By Bill Watkins
“He’s gone and he’s not coming back. No one comes back. I love him as much as any of you, but I won’t spend the rest of my life waiting for something that will never happen.”
We don’t know whether Thomas said these words, but he could have. He loved Jesus enough to have died with him (John 11:16), but he was not about to live in denial. Let the rest of his companions hold on to the ridiculous notion that he was coming back.
“Dead is dead and no amount of foolish wishing can change that.”
The problem for Thomas is not doubt. It is unbelief. The Bible never calls Thomas a doubter. It calls him an unbeliever. (John 20:27-29)
Thomas was there. He was always there. He was there when Jesus fed the five thousand, walked on water, raised Lazarus, was taken in the garden, and when he bled, and cried, and died on the cross. He saw the back that had been laid open by the flagrum. He winced when he saw the spear pierce Jesus and witnessed the blood pour out with his own eyes. Thomas knew that no one who had been so abused could ever come back.
On the first Sunday after Jesus died, women came in the morning from the tomb with the news that it was empty and angels had told them Jesus was risen.
“Let Peter and John run to the tomb. Nothing can change what I’ve seen.”
Later in the morning, Mary Magdalene came to say that she had actually seen and spoken to the Lord.
“Maybe her demons are coming back.“
When two disciples came that evening from Emmaus, Thomas was there (Luke 24:33 and cf. Mark 16:12-13). They began to tell of a strange encounter with Jesus on the road. They said it was Jesus, but he didn’t look the same.
“Enough is enough! I’m grieving too,but I refuse to be delusional.”
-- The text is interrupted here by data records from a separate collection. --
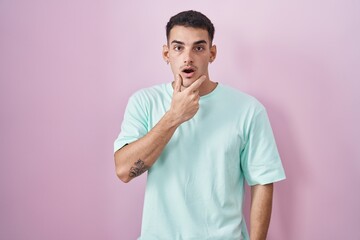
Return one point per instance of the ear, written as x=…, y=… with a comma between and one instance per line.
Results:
x=165, y=53
x=213, y=52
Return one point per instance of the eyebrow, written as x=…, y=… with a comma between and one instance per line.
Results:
x=195, y=43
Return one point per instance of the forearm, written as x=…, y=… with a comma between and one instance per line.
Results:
x=260, y=213
x=137, y=157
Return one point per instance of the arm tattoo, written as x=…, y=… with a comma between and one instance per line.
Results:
x=138, y=168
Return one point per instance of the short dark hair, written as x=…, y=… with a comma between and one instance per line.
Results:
x=193, y=19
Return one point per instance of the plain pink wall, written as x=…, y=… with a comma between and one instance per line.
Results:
x=67, y=69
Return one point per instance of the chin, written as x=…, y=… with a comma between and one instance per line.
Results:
x=188, y=81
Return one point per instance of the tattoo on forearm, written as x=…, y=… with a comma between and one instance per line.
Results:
x=138, y=168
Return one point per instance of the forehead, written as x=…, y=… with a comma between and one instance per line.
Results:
x=188, y=35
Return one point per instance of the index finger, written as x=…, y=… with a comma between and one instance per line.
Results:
x=197, y=83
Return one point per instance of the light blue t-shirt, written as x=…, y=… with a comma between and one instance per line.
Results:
x=195, y=189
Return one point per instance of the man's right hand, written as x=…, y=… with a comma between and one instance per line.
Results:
x=185, y=103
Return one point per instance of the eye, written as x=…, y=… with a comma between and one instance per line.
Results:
x=199, y=48
x=178, y=48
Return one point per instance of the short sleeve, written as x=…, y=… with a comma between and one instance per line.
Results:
x=134, y=125
x=260, y=160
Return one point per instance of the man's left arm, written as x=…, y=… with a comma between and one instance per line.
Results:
x=260, y=211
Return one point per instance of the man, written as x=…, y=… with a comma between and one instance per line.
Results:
x=199, y=140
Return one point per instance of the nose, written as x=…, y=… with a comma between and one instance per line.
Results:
x=188, y=57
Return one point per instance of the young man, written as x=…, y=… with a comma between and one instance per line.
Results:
x=199, y=140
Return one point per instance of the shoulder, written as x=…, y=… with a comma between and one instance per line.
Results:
x=150, y=93
x=240, y=100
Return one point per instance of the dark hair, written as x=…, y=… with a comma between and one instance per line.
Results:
x=191, y=19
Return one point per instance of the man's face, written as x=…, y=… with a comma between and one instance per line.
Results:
x=189, y=53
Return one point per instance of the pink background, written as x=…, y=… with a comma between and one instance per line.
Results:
x=67, y=69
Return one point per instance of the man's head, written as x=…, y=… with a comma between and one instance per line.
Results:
x=189, y=47
x=192, y=19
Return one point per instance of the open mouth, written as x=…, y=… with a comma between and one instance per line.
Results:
x=190, y=70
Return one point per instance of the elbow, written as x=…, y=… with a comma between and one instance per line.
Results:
x=121, y=174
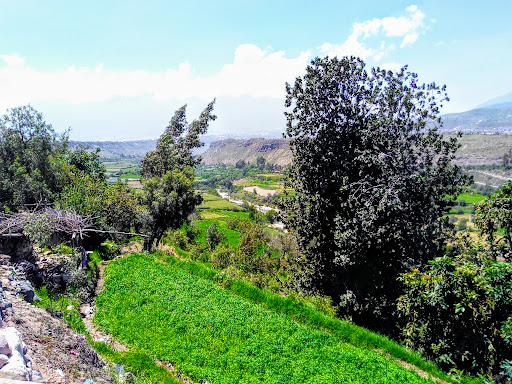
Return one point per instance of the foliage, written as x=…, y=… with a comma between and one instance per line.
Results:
x=169, y=200
x=372, y=177
x=29, y=153
x=457, y=311
x=174, y=148
x=495, y=212
x=212, y=335
x=214, y=236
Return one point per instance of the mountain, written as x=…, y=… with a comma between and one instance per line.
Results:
x=493, y=116
x=134, y=149
x=504, y=101
x=275, y=151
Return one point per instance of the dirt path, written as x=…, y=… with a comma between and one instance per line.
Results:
x=87, y=312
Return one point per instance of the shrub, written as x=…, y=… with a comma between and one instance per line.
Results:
x=222, y=257
x=214, y=236
x=457, y=312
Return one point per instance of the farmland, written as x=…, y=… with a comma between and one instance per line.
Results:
x=211, y=335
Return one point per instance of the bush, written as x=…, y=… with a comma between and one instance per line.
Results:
x=222, y=257
x=214, y=236
x=109, y=250
x=457, y=312
x=199, y=252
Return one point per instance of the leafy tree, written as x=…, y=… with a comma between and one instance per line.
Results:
x=260, y=162
x=29, y=153
x=372, y=177
x=458, y=311
x=495, y=212
x=214, y=237
x=507, y=159
x=240, y=164
x=168, y=175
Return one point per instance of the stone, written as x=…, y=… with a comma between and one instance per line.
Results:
x=26, y=289
x=4, y=345
x=119, y=369
x=4, y=359
x=37, y=377
x=15, y=368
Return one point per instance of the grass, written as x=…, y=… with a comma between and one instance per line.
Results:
x=308, y=314
x=232, y=236
x=470, y=197
x=140, y=364
x=212, y=203
x=211, y=334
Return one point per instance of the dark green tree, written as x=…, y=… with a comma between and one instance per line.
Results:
x=494, y=213
x=30, y=170
x=373, y=179
x=168, y=175
x=260, y=162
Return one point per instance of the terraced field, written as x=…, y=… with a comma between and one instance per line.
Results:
x=210, y=334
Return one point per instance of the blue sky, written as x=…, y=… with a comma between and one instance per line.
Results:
x=114, y=70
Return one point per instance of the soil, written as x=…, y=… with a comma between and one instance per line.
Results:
x=56, y=351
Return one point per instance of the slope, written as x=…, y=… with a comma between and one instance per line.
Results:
x=210, y=334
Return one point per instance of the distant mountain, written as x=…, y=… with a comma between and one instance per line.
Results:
x=113, y=150
x=134, y=149
x=275, y=151
x=499, y=102
x=493, y=116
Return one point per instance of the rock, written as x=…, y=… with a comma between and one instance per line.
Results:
x=15, y=368
x=119, y=369
x=26, y=289
x=37, y=377
x=4, y=345
x=4, y=359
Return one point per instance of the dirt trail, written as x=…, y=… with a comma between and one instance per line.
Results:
x=87, y=312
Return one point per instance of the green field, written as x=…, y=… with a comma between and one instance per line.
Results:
x=211, y=203
x=212, y=335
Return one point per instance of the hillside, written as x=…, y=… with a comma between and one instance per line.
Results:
x=474, y=150
x=275, y=151
x=213, y=335
x=110, y=150
x=492, y=116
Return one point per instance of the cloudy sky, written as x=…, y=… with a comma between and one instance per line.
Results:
x=115, y=70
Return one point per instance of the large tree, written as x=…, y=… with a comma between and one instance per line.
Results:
x=30, y=150
x=168, y=174
x=372, y=179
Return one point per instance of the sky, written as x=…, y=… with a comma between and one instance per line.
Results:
x=117, y=70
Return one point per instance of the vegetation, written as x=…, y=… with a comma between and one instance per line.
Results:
x=212, y=335
x=372, y=178
x=168, y=172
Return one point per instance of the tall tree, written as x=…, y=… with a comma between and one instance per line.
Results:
x=372, y=177
x=168, y=174
x=29, y=150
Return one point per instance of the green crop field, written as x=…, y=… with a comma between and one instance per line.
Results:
x=210, y=334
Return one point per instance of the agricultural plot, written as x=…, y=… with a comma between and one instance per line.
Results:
x=210, y=334
x=212, y=203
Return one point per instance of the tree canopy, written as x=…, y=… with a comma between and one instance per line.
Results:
x=372, y=177
x=168, y=174
x=29, y=158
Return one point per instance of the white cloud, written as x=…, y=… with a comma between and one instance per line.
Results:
x=13, y=60
x=408, y=27
x=395, y=67
x=254, y=72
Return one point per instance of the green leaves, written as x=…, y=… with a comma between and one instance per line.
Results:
x=371, y=175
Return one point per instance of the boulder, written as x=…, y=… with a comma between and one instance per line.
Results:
x=4, y=359
x=26, y=289
x=15, y=368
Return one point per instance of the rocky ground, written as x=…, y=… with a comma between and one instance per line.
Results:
x=52, y=351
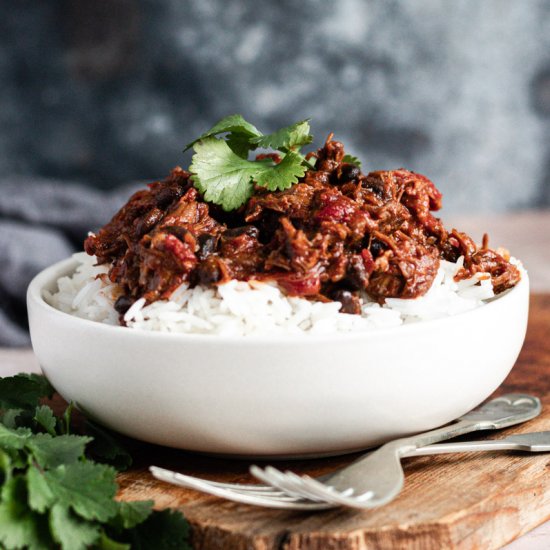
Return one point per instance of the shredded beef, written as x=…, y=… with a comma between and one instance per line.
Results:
x=332, y=235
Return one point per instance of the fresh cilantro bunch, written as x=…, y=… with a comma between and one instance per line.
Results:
x=52, y=495
x=224, y=174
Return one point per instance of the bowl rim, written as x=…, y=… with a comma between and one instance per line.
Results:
x=49, y=276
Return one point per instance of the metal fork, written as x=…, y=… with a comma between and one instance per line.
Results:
x=271, y=497
x=376, y=478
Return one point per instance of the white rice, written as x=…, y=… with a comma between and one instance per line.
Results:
x=258, y=308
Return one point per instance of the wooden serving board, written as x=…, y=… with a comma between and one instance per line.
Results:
x=479, y=500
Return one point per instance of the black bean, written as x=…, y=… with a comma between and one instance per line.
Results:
x=376, y=248
x=148, y=221
x=350, y=302
x=356, y=277
x=122, y=304
x=349, y=172
x=208, y=273
x=178, y=231
x=207, y=245
x=168, y=195
x=249, y=230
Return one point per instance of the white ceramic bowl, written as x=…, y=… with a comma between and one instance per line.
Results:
x=294, y=395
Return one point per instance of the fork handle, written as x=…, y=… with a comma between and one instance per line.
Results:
x=468, y=446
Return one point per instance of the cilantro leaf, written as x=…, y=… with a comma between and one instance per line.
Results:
x=86, y=487
x=106, y=448
x=350, y=159
x=289, y=137
x=13, y=439
x=44, y=417
x=40, y=496
x=283, y=175
x=50, y=452
x=71, y=532
x=23, y=391
x=52, y=496
x=223, y=177
x=235, y=124
x=21, y=527
x=228, y=180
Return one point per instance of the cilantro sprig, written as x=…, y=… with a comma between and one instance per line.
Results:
x=223, y=172
x=53, y=495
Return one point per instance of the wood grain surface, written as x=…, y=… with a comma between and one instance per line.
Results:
x=464, y=501
x=455, y=501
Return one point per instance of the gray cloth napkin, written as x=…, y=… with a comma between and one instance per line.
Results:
x=43, y=221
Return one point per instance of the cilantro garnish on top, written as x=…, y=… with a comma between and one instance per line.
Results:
x=223, y=172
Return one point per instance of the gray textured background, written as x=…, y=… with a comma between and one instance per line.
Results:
x=105, y=92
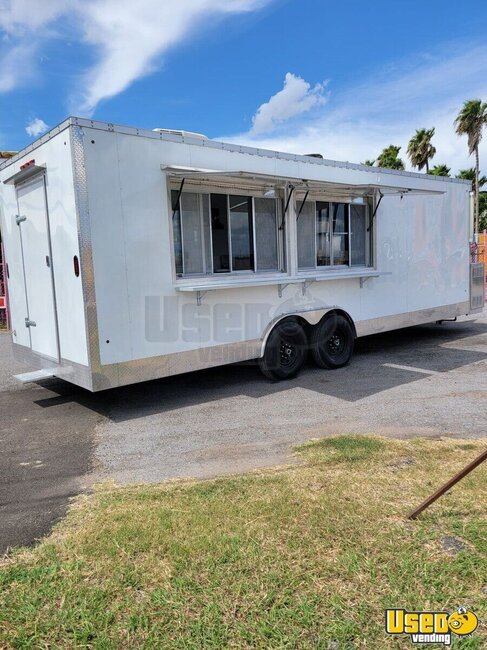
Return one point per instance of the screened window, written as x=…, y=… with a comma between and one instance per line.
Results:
x=221, y=233
x=332, y=234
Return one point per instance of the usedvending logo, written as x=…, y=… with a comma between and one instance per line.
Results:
x=431, y=627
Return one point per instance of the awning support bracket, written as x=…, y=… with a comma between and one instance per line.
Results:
x=280, y=288
x=281, y=227
x=176, y=203
x=302, y=204
x=199, y=297
x=381, y=196
x=306, y=284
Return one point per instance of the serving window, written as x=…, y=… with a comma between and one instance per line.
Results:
x=333, y=234
x=217, y=233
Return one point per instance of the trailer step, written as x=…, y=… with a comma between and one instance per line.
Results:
x=27, y=377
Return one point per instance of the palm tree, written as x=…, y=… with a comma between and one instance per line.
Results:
x=469, y=175
x=420, y=150
x=440, y=170
x=470, y=121
x=389, y=158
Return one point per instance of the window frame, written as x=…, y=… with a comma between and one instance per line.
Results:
x=207, y=191
x=369, y=251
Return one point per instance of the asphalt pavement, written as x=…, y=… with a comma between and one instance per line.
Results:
x=57, y=439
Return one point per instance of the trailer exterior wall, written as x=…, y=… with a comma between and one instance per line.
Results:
x=422, y=241
x=143, y=322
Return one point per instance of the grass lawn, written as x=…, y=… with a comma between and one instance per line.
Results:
x=306, y=556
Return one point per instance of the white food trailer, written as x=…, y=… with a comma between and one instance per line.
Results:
x=135, y=254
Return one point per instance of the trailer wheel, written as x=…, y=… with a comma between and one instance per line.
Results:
x=285, y=351
x=332, y=342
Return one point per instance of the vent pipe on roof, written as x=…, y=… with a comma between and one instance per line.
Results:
x=183, y=134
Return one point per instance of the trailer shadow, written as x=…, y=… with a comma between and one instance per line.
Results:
x=381, y=362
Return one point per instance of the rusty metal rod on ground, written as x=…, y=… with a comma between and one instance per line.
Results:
x=458, y=477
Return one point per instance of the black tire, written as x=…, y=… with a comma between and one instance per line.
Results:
x=285, y=351
x=332, y=342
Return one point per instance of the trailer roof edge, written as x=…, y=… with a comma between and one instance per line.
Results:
x=216, y=144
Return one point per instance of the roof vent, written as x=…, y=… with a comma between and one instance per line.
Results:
x=183, y=134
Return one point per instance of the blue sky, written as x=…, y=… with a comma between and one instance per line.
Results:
x=341, y=78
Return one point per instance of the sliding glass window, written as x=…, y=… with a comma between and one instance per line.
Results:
x=333, y=234
x=221, y=233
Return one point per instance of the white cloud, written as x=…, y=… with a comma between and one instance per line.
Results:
x=36, y=127
x=296, y=97
x=128, y=37
x=359, y=121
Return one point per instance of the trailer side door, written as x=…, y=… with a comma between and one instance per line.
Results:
x=33, y=221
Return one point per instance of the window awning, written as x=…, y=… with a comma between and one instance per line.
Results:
x=255, y=179
x=30, y=169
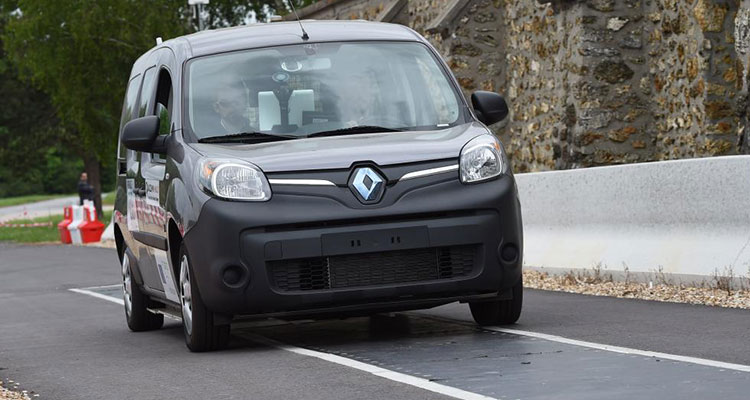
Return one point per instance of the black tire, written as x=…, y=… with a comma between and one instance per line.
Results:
x=499, y=312
x=201, y=334
x=136, y=302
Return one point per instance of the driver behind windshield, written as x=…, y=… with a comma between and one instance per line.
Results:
x=232, y=107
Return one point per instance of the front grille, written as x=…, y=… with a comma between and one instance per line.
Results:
x=369, y=269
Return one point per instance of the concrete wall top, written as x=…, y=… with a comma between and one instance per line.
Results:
x=706, y=191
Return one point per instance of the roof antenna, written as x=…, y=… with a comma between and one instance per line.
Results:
x=304, y=34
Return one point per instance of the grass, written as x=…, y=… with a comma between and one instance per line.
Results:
x=14, y=201
x=38, y=234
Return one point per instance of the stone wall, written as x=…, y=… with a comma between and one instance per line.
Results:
x=592, y=82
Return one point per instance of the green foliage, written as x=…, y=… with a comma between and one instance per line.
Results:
x=42, y=234
x=80, y=53
x=63, y=70
x=27, y=199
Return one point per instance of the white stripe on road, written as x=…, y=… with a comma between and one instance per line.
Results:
x=372, y=369
x=448, y=390
x=116, y=300
x=596, y=346
x=624, y=350
x=347, y=362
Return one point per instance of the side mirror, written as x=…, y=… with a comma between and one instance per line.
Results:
x=490, y=107
x=142, y=134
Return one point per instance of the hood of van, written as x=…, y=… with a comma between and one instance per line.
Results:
x=339, y=152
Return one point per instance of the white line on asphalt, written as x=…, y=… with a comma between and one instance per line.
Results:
x=347, y=362
x=116, y=300
x=117, y=285
x=374, y=370
x=623, y=350
x=592, y=345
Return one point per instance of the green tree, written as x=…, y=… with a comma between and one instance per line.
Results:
x=79, y=54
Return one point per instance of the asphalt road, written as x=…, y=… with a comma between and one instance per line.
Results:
x=37, y=209
x=65, y=345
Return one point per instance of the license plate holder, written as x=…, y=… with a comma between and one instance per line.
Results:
x=376, y=240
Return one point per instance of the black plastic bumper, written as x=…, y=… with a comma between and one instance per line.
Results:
x=249, y=237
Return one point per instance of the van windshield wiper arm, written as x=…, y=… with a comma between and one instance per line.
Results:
x=245, y=137
x=355, y=130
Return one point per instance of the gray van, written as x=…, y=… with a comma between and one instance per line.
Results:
x=266, y=173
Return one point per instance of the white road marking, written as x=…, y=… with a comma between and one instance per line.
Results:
x=347, y=362
x=595, y=346
x=623, y=350
x=372, y=369
x=87, y=292
x=448, y=390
Thomas refused to believe and left. Had he stayed, he would have seen Jesus himself before the two had a chance to finish their story (compare Luke 24: 33-36 to John 20:24).
When the apostles breathlessly told him that Christ had come into the room just after he left, he felt that he needed to help them return to reality.
“Can any of you prove that someone actually was there? If someone really did show up, did any of you have the presence of mind to test and see if this person was actually Jesus?”
“Unless I see in His hands the print of the nails, and put my finger into the print of the nails, and put my hand into His side, I will not believe.” (John 20:25)
Eight days later, Thomas is still there. He may be unbelieving, but he’s loyal. “You don’t give up on your friends just because they aren’t thinking clearly.” Jesus came, the doors being shut, and stood in the midst, and said, “Peace to you!” Then He said to Thomas, “Reach your finger here, and look at My hands; and reach your hand here, and put it into My side. Do not be unbelieving, but believing.”
And Thomas answered and said to Him, “My Lord and my God!” (John 20:26-28)
“He did come back! Nothing is impossible for Him! I believe!”
Jesus said to him, “Thomas, because you have seen Me, you have believed. Blessed are those who have not seen and yet have believed.” (John 20:29)
I’m thankful for Thomas. I’m glad that he demanded proof. Because of his absolute refusal to accept anything less than empirical evidence, I have greater hope and faith. I have not seen and yet have believed.
Because Jesus lives, everything he ever promised will come true. We are not alone (Matthew 28:20). All things are working together for our good (Romans 8:28). We are more than conquerors (Romans 8:37). His peace is for real (Philippians 4:6-8). He’s really coming back to take us home (John 14:1-3). These promises, and so many more, are verified by a resurrection that actually occurred.
Because Jesus really rose, nothing is impossible. My life, the future, the state of the world, my family, my feeble efforts—nothing is impossible! Addictions, sorrow, and brokenness do not have to be forever. We live in hope because we serve a risen Lord.